Questions & réponses

Quels sont les cinq signes précoces d'un projet de numérisation voué à l'échec ?

Sponsor absent ou trop délégué (personne avec autorité n’interrompt les discussions circulaires). Objectifs flous déguisés en grandes visions (« nous transformer numériquement » n’est pas un objectif). Décisions confuses sur périmètre et priorités (tout est urgent = rien n’est urgent). Stack technologique imposé en amont, avant d’avoir compris les besoins. KPI choisis pour faire sérieux mais sans lien avec le business réel.

Pourquoi le sponsor absent est-il le signe le plus mortel ?

Parce que la numérisation est un processus organisationnel plus que technique : elle change les responsabilités, les processus, les outils. Les résistances internes sont physiologiques et il faut quelqu’un avec autorité pour les dénouer quand elles bloquent. Un sponsor qui délègue tout jusqu’au moment de signer n’est pas sponsor, c’est signataire — et les projets sans vrai sponsor s’enlisent sur le premier conflit entre services.

Comment distingue-t-on un objectif utile d'un objectif flou ?

Un objectif utile est mesurable, a une date et un owner. « Réduire le délai d’onboarding client de 12 jours à 3 d’ici Q3 » est un objectif. « Améliorer l’expérience client » est un souhait.
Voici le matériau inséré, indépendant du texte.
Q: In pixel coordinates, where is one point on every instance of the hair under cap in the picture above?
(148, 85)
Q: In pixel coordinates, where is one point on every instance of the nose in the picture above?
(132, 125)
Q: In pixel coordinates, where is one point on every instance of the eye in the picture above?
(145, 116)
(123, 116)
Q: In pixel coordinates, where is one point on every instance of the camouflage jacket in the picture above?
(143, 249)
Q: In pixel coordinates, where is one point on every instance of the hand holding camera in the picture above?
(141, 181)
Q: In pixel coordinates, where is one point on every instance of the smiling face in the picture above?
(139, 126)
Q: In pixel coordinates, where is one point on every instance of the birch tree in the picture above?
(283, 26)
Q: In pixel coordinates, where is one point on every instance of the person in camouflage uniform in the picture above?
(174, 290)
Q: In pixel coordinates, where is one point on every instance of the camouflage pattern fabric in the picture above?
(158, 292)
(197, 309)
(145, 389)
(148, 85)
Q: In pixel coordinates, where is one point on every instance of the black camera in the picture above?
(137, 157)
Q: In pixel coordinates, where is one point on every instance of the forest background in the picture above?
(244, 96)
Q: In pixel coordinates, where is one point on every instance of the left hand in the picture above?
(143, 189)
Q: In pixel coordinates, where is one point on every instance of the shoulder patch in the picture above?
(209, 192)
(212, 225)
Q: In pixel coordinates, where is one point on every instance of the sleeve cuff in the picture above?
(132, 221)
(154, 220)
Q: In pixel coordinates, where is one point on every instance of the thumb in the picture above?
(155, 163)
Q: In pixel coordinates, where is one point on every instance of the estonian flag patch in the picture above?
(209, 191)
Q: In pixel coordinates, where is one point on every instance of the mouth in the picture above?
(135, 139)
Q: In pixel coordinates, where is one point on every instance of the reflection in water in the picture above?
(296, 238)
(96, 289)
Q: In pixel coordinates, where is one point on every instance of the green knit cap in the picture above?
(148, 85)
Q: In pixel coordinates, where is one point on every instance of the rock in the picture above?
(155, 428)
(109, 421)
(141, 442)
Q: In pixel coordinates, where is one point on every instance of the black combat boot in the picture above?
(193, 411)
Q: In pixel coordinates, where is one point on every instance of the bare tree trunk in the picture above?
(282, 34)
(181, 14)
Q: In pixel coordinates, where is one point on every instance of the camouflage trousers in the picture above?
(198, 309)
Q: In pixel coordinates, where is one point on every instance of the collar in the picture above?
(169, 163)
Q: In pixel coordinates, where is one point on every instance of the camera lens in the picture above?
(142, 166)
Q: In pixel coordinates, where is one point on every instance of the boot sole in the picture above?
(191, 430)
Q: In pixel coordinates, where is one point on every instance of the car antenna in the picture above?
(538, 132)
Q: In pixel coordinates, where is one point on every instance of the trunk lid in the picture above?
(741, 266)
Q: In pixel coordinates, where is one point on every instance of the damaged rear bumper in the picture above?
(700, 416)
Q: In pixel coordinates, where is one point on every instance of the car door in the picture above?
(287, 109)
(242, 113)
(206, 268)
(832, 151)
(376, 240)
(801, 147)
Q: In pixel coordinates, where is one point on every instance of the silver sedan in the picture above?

Le test : si vous ne savez pas comment reconnaître le succès quand il arrive, vous n’avez pas d’objectif. Si vous ne savez pas qui en répond, vous n’avez pas d’objectif. S’il n’y a pas de date, ce n’est même pas une priorité.

Que faire si vous reconnaissez ces signes dans un projet où vous travaillez ?

Ça dépend du poste. Si vous êtes le sponsor : pilotez explicitement, ne déléguez pas la décision stratégique. Si vous êtes le vendor : nommez-les au client avant de démarrer, mettez-les au contrat — la transparence préventive protège les deux parties. Si vous êtes dans l’équipe : déplacez l’énergie sur la phase discovery avant l’implémentation — revenir en arrière pour demander des objectifs clairs coûte moins que de construire sur un mandat ambigu.